The independence that came with the territory of being a small
farmer or shopkeeper or artisan is now available only to those who
are unusually adventurous (or of course wealthy, but that’s
always true). Few of us even own the homes we live in; “home ownership” is
a euphemism for most of us most of the time, because the house was bought
with borrowed money that we’re still trying to pay off (or, often,
not even trying, but expecting to hop from one loan to another for the rest of our lives). The presumption that most people should be somewhat
independent, with a small minority needing assistance, has been
inverted.
All in all, I suspect that as the Tea Party leads the charge for
small government economic freedom, they’re not going to see, when they look behind them, nearly as many people following as they expected. As
with the moral components of the other culture war, the assumption
that most people want a society based on the sort of freedom the Tea
Party advocates may not be warranted.

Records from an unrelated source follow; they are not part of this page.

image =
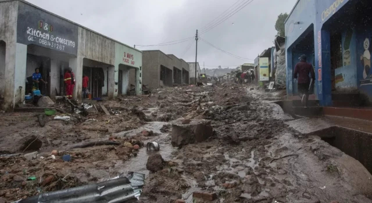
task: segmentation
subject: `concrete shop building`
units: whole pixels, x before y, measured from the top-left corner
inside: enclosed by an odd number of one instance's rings
[[[74,98],[82,98],[83,73],[92,96],[125,94],[129,70],[135,69],[140,94],[142,52],[21,0],[0,1],[0,97],[3,109],[22,103],[26,78],[35,68],[48,82],[42,93],[64,94],[63,76],[75,75]]]
[[[195,83],[195,62],[188,62],[187,63],[189,63],[190,66],[190,83],[193,84]],[[198,82],[199,81],[199,78],[201,73],[198,62],[196,63],[196,82]]]
[[[370,103],[371,23],[371,1],[298,1],[285,22],[287,95],[298,93],[293,72],[305,54],[315,68],[312,96],[321,106]]]
[[[173,54],[160,50],[143,51],[143,83],[150,88],[188,84],[189,65]]]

One can’t judge only by
the cultural climate as exemplified in the predominant cultural
expressions—the press, the entertainment industry, the
academy—but on the basis of those one would be justified in
supposing that sexual freedom is now the most important and essential
American freedom, and that other freedoms can and should be
sacrificed to it.
It’s always possible, some say probable, that the whole
structure will come tumbling down because the government doesn’t
actually have the money it dispenses to us. If so, that won’t
be a pretty sight, and it won’t be seen as liberating.